For I feel a divine jealousy for you, since I betrothed you to one husband, to present you as a pure virgin to Christ.
2 Corinthians 11:2

The High Priest of Israel was only to marry a virgin of Israel.

For anyone else, there is nothing wrong with marrying a woman who is not a virgin, but, because of his close contact with YHWH, the High Priest had to keep himself to a much higher standard, beyond simple right and wrong. He is also a type of the Messiah, for whom we are preparing ourselves as a bride. In practical terms, it is impossible for us to be pure. Everyone has sinned and therefore the whole body of his people has also sinned. Our theology is corrupt, our behavior is corrupt, our minds and hearts are corrupt. On what basis can Paul say that he intends to present the Church to Messiah Yeshua as a pure virgin?

Solely on the basis of Yeshua’s righteousness imputed to us through his blood which takes away our impurity. He more than covers us, more than forgives us. He cleanses us, making us whole and pure again.
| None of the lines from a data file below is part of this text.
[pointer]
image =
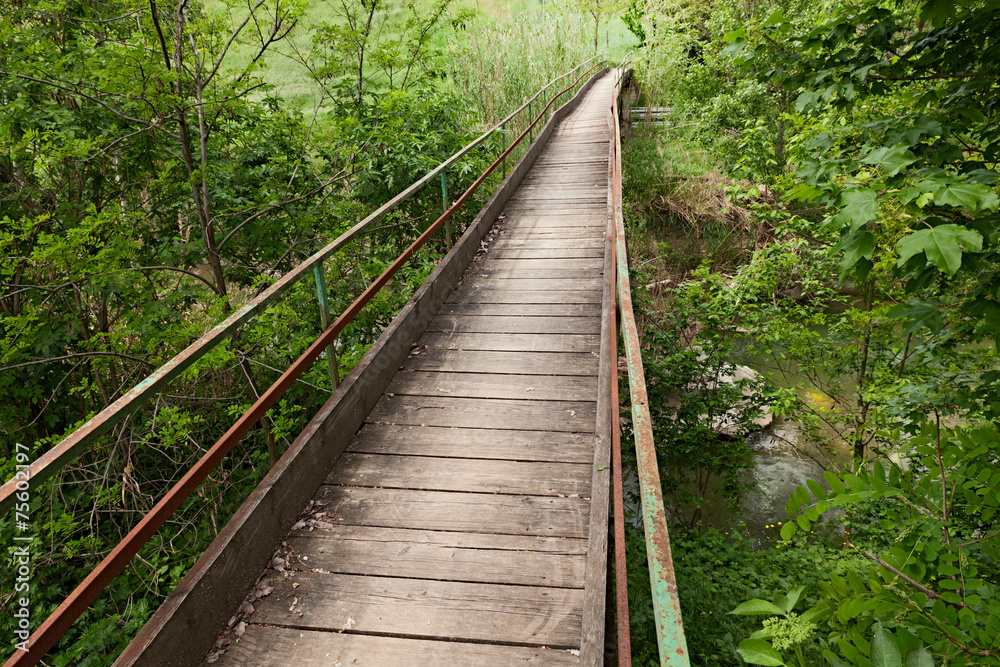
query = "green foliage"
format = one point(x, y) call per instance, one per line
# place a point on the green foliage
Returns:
point(702, 407)
point(936, 582)
point(905, 123)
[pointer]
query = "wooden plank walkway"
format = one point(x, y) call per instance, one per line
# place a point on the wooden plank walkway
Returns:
point(455, 529)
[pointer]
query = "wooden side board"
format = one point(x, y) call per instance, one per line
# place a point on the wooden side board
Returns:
point(185, 626)
point(595, 594)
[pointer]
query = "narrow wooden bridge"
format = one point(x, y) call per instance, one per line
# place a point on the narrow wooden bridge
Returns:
point(466, 521)
point(462, 509)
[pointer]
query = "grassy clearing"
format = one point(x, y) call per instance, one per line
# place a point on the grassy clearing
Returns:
point(680, 210)
point(525, 40)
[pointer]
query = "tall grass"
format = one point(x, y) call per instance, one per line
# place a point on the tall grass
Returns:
point(499, 65)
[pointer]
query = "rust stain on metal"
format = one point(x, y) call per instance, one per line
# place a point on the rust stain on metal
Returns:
point(671, 642)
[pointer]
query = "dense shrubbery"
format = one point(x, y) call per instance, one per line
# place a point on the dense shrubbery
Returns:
point(874, 126)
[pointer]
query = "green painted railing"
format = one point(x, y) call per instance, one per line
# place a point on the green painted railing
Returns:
point(666, 607)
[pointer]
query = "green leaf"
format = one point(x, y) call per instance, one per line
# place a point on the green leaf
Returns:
point(818, 491)
point(788, 531)
point(858, 207)
point(919, 657)
point(943, 245)
point(835, 484)
point(891, 159)
point(758, 608)
point(759, 652)
point(885, 653)
point(971, 196)
point(856, 247)
point(792, 598)
point(918, 313)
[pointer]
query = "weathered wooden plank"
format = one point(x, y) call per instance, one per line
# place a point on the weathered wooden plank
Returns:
point(269, 646)
point(463, 512)
point(486, 295)
point(499, 279)
point(593, 264)
point(493, 385)
point(529, 478)
point(540, 231)
point(556, 200)
point(524, 241)
point(592, 638)
point(554, 219)
point(526, 272)
point(469, 323)
point(521, 310)
point(501, 444)
point(418, 608)
point(494, 361)
point(441, 555)
point(535, 208)
point(569, 416)
point(545, 253)
point(512, 342)
point(188, 622)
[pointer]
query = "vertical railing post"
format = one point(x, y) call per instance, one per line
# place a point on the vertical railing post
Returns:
point(444, 209)
point(530, 117)
point(324, 314)
point(503, 138)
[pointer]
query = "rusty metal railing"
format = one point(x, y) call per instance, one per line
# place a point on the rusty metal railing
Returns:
point(666, 607)
point(45, 637)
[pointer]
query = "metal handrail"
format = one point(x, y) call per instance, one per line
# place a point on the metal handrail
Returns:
point(76, 443)
point(670, 638)
point(49, 632)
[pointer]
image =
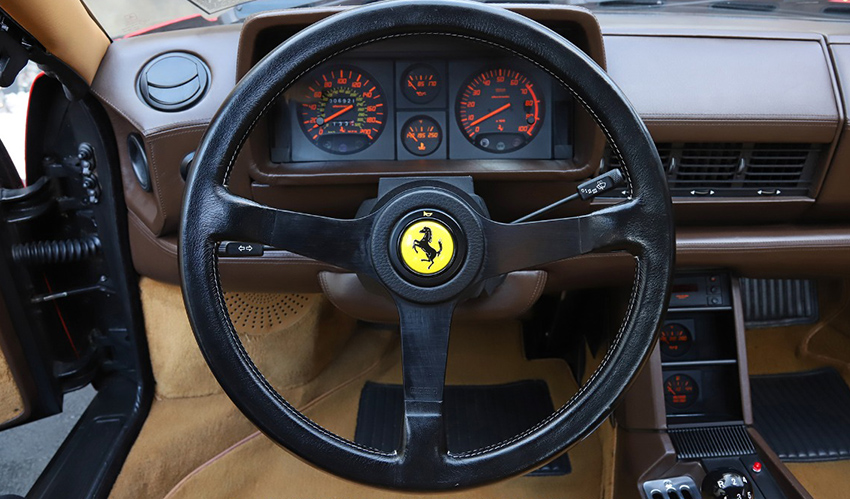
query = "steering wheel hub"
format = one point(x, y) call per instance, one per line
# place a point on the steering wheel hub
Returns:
point(430, 247)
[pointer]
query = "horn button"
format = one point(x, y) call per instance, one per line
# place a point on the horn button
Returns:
point(429, 247)
point(427, 244)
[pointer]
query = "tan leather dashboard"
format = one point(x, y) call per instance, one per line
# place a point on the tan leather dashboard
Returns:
point(732, 83)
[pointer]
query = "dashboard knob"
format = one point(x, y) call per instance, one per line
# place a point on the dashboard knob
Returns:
point(727, 484)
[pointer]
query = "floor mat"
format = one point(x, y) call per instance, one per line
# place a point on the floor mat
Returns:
point(476, 416)
point(480, 354)
point(805, 417)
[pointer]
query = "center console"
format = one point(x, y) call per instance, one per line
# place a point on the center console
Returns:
point(695, 437)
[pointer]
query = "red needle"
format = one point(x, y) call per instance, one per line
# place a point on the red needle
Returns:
point(490, 115)
point(341, 111)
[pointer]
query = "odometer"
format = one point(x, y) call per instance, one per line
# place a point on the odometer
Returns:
point(343, 110)
point(499, 110)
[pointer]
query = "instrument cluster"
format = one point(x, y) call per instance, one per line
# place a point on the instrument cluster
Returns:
point(390, 109)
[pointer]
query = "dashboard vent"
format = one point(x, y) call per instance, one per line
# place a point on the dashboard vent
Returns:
point(707, 165)
point(733, 169)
They shall teach my people the difference between the holy and the common, and show them how to distinguish between the unclean and the clean.
Ezekiel 44:23

As you come to him, a living stone rejected by men but in the sight of God chosen and precious, you yourselves like living stones are being built up as a spiritual house, to be a holy priesthood, to offer spiritual sacrifices acceptable to God through Jesus Christ.
1 Peter 2:4-5

We have become the bride of Messiah, and we have also been made priests, not of the orders of Aaron or Melchizedek, but that of all believers. From the beginning, when Israel was chosen from among the nations, she was chosen to be God’s bride and a nation of priests to the world. Set apart and made holy, we are tasked with teaching the world the difference between unclean and clean, drawing them closer to their creator and interceding on their behalf.

But you are a chosen race, a royal priesthood, a holy nation, a people for his own possession, that you may proclaim the excellencies of him who called you out of darkness into his marvelous light. Once you were not a people, but now you are God’s people; once you had not received mercy, but now you have received mercy. Beloved, I urge you as sojourners and exiles to abstain from the passions of the flesh, which wage war against your soul.
1 Peter 2:9-11

We are the bride of Christ, we are a nation of priests, and we are citizens of the Kingdom of God.  We have been reborn into the nation of Israel, wild olive shoots grafted into a cultivated tree. As citizens, whether physically circumcised or only spiritually, we are expected to behave ourselves as children of the King, not flaunting privilege, but obeying a higher standard.

Our ultimate purification is yet to come, but until we finally exchange these mortal, corruptible shells for eternal, incorruptible bodies, we must strive to live as pure as we are able, with the aid of God’s Word and Spirit. We can’t be perfect, but we can always be better than we are, one choice, one stop, one word at a time. It’s the least we can do for our ultimate, heavenly High Priest and Husband.